Attached is an example of the data it produces... (Not sure if the attachment will work, so here is the link, as well)

Keep in mind that day-to-day (results from each run of the package) produces no duplications. It's when I go back to do reporting against the reporting table that I am seeing duplications...

Here is the link that shows the duplications I see when I use the query originally posted....

robert.mason Old Hand Points: 386 More actions · Answer 5

An internal solution to our problem was found. Below is the code we used...

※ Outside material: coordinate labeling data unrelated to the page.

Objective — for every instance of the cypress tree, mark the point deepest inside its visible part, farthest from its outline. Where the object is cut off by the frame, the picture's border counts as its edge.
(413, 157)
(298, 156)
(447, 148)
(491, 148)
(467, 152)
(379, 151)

Thanks for everyone's help!

DELETE FROM DELRCRD

FROM ReportingTable DELRCRD JOIN

(SELECT REVIEWID, MAX(LOCALRVWUDATE) AS MAX_DATE FROM ReportingTable

GROUP BY REVIEWID

HAVING COUNT(REVIEWID) > 1) KEEPRCRD

ON DELRCRD.REVIEWID = KEEPRCRD.REVIEWID AND DELRCRD.LOCALRVWUDATE < KEEPRCRD.MAX_DATE

This code deletes all the 'older' versions of the duplications.